At table, Jesus takes ordinary bread and wine and by his divine word, changes them into his Body and Blood, the extraordinary gift that strengthens and enlivens the Church. It is the act of a God who desires to come close to us; a God who desires to nourish, strengthen, heal, and comfort us on the journey of life.
He had foreshadowed this moment when he fed the five thousand: “The bread that I will give is my flesh for the life of the world…whoever eats my flesh and drinks my blood has eternal life…the one who feeds on me will have life because of me.” Now at the Passover meal on the night before he died, ordinary bread and wine become an extraordinary gift: the Holy Eucharist, not a mere symbol but Jesus Himself, in His Body, Blood, Soul, and Divinity.

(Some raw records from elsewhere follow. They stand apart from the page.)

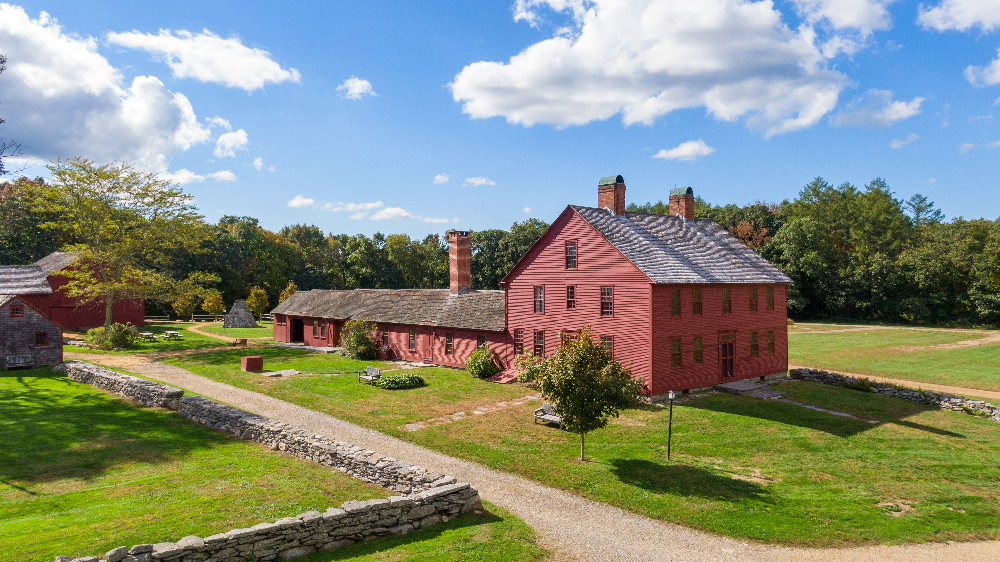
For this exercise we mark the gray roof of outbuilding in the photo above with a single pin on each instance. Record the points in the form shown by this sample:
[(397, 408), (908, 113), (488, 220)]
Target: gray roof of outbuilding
[(23, 280), (668, 249), (472, 310)]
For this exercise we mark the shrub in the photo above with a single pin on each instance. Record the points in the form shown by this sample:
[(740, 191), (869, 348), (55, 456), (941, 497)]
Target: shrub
[(482, 363), (359, 340), (399, 381)]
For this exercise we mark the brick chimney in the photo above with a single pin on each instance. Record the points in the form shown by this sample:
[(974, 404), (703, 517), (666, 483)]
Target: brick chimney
[(682, 203), (611, 194), (459, 261)]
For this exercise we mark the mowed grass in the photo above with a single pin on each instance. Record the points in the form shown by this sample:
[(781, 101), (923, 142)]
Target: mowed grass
[(876, 352), (752, 469)]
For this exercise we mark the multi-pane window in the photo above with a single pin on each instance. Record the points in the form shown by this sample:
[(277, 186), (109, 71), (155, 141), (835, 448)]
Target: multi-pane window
[(539, 344), (607, 301), (570, 255)]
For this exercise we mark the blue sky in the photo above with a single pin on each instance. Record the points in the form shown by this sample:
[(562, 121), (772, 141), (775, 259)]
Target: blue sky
[(742, 101)]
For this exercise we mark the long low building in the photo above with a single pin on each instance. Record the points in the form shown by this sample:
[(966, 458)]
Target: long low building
[(677, 300)]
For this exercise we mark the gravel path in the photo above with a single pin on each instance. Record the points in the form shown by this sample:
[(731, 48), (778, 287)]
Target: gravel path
[(571, 527)]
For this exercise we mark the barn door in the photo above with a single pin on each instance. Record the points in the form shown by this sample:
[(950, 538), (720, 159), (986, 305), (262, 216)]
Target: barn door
[(726, 355)]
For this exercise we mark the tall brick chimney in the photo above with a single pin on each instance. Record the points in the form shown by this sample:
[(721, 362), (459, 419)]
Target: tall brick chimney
[(682, 203), (611, 194), (459, 260)]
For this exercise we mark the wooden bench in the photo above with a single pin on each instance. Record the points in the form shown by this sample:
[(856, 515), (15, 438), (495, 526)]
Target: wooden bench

In his desire that this extraordinary gift endure to the end of time, and be passed down through the centuries to us, Our Blessed Lord looked to his chosen apostles—ordinary men—with all their foibles and inadequacies.
In that Upper Room are the first priests of the Lord’s Church. Our Lord bids them to do what he does in his memory and this command would be observed by all priests who would come after.
Thus, the same words that reverberated in the Upper Room millennia ago are heard by us again and again, at every Mass. In that celebration the ordinary, simple priest, does the extraordinary, acting as he does, in the person of Christ.
Holy Thursday prompts us to rekindle our sense of Eucharistic amazement in the Real Presence of Jesus in the Blessed Sacrament and to pray for priests, who are, like the apostles, ordinary men…fragile earthen vessels, always in need of God’s mercy and grace as they strive to be faithful stewards of the mysteries of God.
We discover something more in the Upper Room when Our Lord takes a towel and basin of water and washes the feet of the apostles. He made that ordinary towel and basin the extraordinary symbol of humble love and service not only for the Church’s ministers but for all the baptized. “I have given you a model to follow,” he says, “so that as I have done for you, you should do also.”
We may find it curious that the Gospel for Holy Thursday is not that of the institution of the Holy Eucharist that we find in the other Gospels. but of St. John’s account of the washing of the apostles’ feet. It is only St. John who recounts the washing of the feet at the Last Supper. If the other evangelists describe the institution of the Holy Eucharist, it is St. John who is keen to show us the effect that receiving the Eucharist should have.
He shows us the attitude that flows from our reception of Holy Communion. He shows us what a Eucharistic life looks like. You see, the Eucharist is not only a mystery to consecrate, to receive, to contemplate, and adore. It is also a mystery to imitate. The great Sacrament of Love is always linked to the great Commandment of Love.
Dear brothers and sisters, entering the Upper Room allows us to see what appears so ordinary to be truly extraordinary. Every Mass is an entrance to the Upper Room and when we enter into it, our Lord and Master, who loved us to the end, points us to the great gifts he bestowed this night that have the power to make our ordinary life…extraordinary!